B. Put the burden of proof on him. Identify the weaknesses in his arguments. (If he cannot prove his position, then:)
C. Accept the burden of arguing that his position is false. .
D. Define your position. Present your arguments to show either (1) your position is true, or (2) your position is superior to his.
HOW TO ARGUE WITH A RELATIVIST - TRUTH
A. Each person/society/culture has its own truth; there is no universal, objective truth; truth is relative.
B. Relativist's argument: all human opinions are fallible, therefore it is wrong to declare any particular view finally true - all opinions should be expressed and respected.
Refutation: the argument only shows that claims to know the truth are tentative (granted), not that truth is relative. We can respect people and allow free expression of ideas without having to grant equal validity to all ideas, e.g. Holocaust deniers
C-D. Jewish sources are committed to a single objective universal truth, e.g. anti-polytheism, justice and morality
Arguments against relativism
1. contrasting beliefs will not both yield accurate predictions (earth round/flat)
2. what is the purpose of education if the beliefs I have now are already true for me? Or if I don't have beliefs I can choose them arbitrarily
3. is A also relative to person, etc.? If I believe truth is universal and objective, is it so for me?
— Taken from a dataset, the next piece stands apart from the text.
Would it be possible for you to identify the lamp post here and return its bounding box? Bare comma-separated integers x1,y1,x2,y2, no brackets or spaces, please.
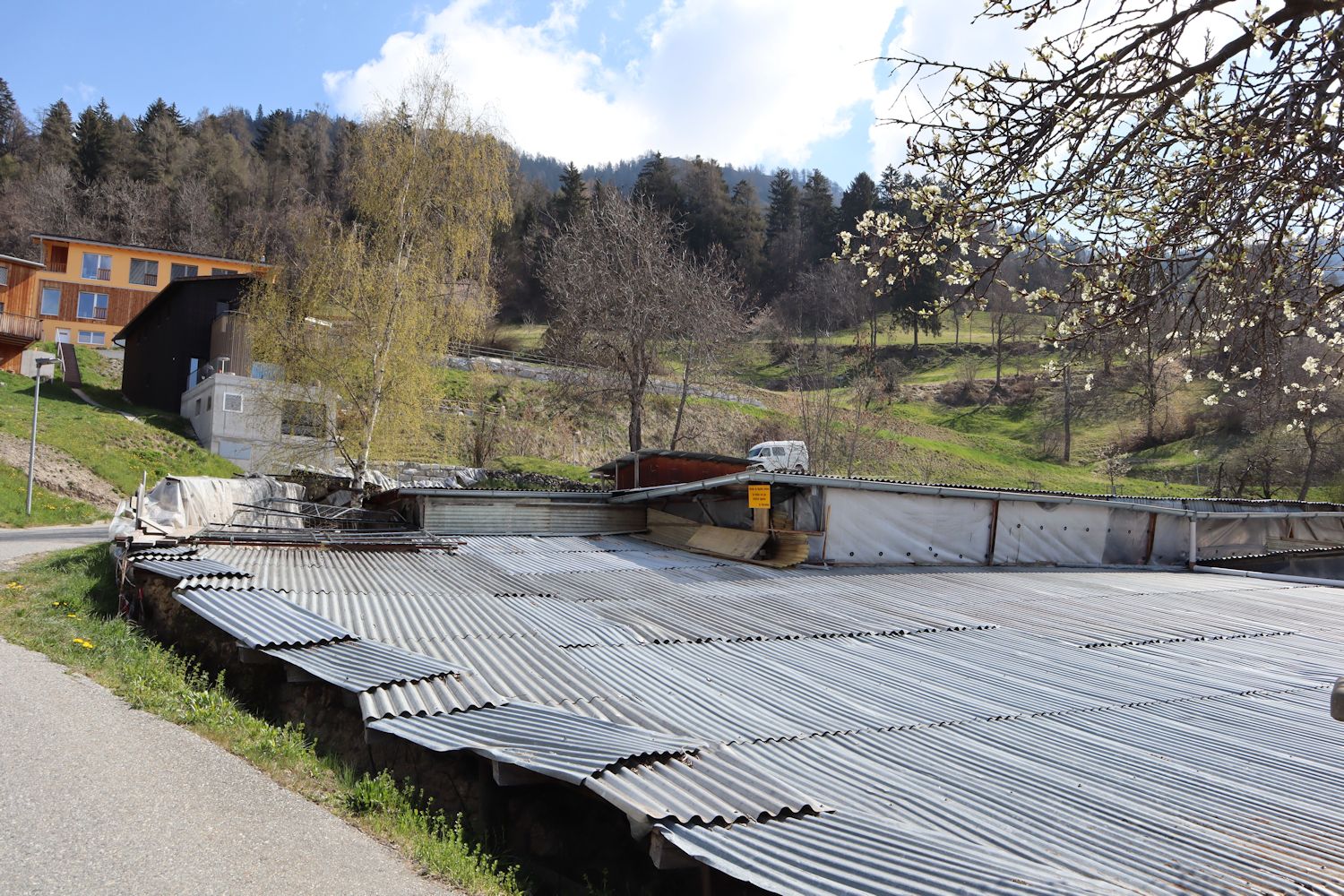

How then can the relativist contradict the absolutist?
Conclusion: A is false or incoherent; our position that truth is objective and universal is the only alternative.
HOW TO ARGUE WITH A RELATIVIST - VALUES
A. Each person/society/culture has its own values; there are no universal, objectively correct values; values are relative
B. Relativist's arguments and replies
1. Mead: different cultures live by different values; therefore no one set of values is objectively correct
Refutation: MERE difference of practice does not PROVE BY ITSELF lack of objectivity - compare difference of belief vs. objective truth
[Refutation: difficult to establish difference of values since concrete value judgments depend on factual beliefs]
2. no particular values have ever been proved objectively correct; therefore no values are objectively correct
Refutation: lack of proof does not PROVE BY ITSELF lack of objectivity - compare universe older than five minutes, dreaming, axiom of mathematical induction - [however (claim of) positive refutation would be serious]
3. there is no procedure for establishing particular values as objectively correct; therefore no values are objectively correct
Refutation: lack of procedure does not PROVE BY ITSELF lack of objectivity - compare alchemy->chemistry, present psychology (->??)
Conclusion: A cannot be proved, therefore one is free to believe in absolute values
C. Argument against relativism: ad hominem - rejection of absolute values implies no real moral disputes, no justification of universal human rights, no non-trivial condemnation of Nazis
Conclusion: relativism has a prohibitively high personal price, therefore since we are free to believe is absolute values, we should.